Title: Tabby in the TubTabby-in-the-Tub
Author: Ben M. Baglio
Illustrator: Jenny Gregory
Pages: 139
Reading Level: 9-12
Star Rating: ★★★

Once again, Mandy and James take on the world as they battle for the lives of… cats.

The Story.

Mandy and James are cycling to school when a Persian cat darts out into their path and causes James to wreck as he swerves to avoid hitting it. James is all right, and, thankfully, the cat is, too. A beautiful white Persian, Delilah belongs to the Wards and is getting close to delivering a litter of kittens.

But Delilah isn’t the only cat on the block. Another cat – a stray tabby – has been darting about, looking for food, and skittering off at the slightest noise. It takes up residence in the Wards’ shed, and soon Mandy and James learn that she is pregnant, too.

As both cats go into labor at the same time, Mandy worries. Will both cats and all their kittens live through this difficult process? And if they do live, can good homes be found for all of them?


Mandy views the animal world as a mission ground. It is her job to discover any symptom of ill health in the animals she encounters, diagnose the case, and bring full treatment to the poor animal. While I appreciate Mandy’s compassionate/merciful attitude towards animals, sometimes she goes a bit overboard. From what I can see, there is no room for self sufficiency in Mandy’s view of animals – every animal exists to be babied, petted, and waited upon.

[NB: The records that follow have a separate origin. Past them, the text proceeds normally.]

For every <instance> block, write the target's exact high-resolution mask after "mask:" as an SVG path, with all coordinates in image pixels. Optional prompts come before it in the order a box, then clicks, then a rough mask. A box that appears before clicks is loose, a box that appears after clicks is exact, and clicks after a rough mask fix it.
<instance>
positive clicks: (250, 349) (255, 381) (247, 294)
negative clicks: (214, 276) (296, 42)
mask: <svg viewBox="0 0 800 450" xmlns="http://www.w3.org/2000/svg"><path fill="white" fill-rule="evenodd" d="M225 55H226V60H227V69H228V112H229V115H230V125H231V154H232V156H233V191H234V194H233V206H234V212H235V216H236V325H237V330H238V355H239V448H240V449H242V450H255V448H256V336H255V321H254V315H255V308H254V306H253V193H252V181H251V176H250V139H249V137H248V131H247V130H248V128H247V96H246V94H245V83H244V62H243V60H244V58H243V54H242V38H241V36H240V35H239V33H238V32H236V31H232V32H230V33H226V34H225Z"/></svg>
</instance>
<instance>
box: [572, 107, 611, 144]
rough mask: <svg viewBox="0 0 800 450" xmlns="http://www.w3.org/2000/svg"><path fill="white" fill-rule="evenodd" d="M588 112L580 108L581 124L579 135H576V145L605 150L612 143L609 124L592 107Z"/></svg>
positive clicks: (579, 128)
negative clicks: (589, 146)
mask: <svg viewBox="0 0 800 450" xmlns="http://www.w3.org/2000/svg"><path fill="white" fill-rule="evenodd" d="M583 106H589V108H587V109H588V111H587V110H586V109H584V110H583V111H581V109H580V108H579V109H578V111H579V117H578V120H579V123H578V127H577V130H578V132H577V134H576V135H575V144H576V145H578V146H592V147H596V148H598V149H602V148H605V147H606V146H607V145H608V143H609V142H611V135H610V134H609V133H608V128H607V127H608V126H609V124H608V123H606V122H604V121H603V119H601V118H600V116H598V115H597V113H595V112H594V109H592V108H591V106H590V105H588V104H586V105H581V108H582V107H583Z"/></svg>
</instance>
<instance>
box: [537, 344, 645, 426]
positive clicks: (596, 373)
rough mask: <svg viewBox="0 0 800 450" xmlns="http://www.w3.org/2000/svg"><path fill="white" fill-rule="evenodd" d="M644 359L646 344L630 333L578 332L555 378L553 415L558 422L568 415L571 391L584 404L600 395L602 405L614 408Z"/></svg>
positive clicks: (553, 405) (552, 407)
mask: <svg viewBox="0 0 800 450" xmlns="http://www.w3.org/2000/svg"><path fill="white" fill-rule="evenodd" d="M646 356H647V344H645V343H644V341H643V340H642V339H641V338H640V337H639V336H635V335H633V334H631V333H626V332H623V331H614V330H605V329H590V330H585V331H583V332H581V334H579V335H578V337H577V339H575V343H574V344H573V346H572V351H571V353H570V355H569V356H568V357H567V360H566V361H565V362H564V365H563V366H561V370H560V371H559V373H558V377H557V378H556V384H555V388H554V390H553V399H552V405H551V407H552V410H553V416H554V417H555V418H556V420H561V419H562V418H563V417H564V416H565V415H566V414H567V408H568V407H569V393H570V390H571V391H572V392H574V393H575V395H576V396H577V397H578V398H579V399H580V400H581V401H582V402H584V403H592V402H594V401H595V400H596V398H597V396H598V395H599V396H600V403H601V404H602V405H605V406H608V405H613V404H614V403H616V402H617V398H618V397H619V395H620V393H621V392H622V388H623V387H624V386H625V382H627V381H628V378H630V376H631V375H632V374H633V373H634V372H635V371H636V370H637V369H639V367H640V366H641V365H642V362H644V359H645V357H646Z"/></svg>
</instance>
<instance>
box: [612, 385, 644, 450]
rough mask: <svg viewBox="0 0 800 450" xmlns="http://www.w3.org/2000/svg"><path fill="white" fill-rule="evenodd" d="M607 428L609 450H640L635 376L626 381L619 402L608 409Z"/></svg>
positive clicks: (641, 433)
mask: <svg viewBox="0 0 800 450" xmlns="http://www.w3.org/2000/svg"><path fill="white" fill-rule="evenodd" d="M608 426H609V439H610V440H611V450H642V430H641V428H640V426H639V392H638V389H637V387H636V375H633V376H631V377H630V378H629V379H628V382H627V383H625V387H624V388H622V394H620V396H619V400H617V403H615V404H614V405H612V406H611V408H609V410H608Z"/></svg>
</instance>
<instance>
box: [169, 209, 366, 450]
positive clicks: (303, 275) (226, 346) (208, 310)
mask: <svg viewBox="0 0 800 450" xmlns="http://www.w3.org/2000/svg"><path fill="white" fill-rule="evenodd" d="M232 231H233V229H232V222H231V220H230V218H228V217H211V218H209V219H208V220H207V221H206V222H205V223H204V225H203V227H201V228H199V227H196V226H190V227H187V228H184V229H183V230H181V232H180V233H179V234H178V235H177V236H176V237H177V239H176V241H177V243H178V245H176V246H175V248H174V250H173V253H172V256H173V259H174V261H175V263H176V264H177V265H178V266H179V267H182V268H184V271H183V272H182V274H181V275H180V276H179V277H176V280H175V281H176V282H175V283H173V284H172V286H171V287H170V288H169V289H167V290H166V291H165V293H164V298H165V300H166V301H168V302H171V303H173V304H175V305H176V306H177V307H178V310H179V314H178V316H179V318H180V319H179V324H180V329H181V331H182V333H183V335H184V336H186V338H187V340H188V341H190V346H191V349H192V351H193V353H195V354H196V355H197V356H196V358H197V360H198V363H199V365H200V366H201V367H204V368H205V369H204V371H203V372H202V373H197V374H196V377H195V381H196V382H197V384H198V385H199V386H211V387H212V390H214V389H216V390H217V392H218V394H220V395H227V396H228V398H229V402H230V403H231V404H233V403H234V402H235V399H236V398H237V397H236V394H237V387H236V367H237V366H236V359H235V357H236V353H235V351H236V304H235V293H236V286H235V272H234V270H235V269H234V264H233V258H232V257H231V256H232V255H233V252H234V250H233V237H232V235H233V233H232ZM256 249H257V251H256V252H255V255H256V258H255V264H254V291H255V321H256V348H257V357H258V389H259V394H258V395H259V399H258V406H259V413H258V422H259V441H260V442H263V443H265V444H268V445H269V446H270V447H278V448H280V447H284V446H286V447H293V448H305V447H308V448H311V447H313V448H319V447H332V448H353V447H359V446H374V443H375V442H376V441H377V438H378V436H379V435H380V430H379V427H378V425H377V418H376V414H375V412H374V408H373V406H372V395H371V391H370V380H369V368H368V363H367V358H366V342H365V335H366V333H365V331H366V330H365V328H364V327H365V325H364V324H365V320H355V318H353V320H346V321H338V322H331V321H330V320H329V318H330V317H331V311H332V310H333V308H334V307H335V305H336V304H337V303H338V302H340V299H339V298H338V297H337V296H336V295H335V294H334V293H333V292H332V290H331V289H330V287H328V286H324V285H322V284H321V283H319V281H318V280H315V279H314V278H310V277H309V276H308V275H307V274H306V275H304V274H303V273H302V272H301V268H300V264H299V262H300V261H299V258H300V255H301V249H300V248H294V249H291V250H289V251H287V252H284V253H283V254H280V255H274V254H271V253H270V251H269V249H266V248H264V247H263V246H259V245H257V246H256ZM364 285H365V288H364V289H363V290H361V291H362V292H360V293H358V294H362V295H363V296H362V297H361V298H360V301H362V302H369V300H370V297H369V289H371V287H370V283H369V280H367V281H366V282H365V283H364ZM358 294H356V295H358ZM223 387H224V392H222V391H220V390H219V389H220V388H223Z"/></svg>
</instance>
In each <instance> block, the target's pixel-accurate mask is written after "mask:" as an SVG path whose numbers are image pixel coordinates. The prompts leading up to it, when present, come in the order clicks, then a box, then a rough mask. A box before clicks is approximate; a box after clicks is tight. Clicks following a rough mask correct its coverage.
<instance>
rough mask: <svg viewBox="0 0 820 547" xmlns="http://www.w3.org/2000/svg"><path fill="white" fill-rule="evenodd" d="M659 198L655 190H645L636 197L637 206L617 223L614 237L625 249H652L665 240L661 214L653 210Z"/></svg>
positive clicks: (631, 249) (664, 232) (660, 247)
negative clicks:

Which, of course, is better than being abusive towards animals, but I would have been happier had she found a ‘happy medium’.

Mandy acquired her passion for animals from her veterinarian parents. She helps them at their clinic, cleaning the cages and helping with the treatments. They enjoy healthy relationships – they work together, live together, and have fun together.

Mandy and James share a happy, non-abusive relationship. They tease one another occasionally, but never flirt.

Conclusion. Tabby in the Tub, while still sentimental, is not nearly as silly as Cats in the Campground.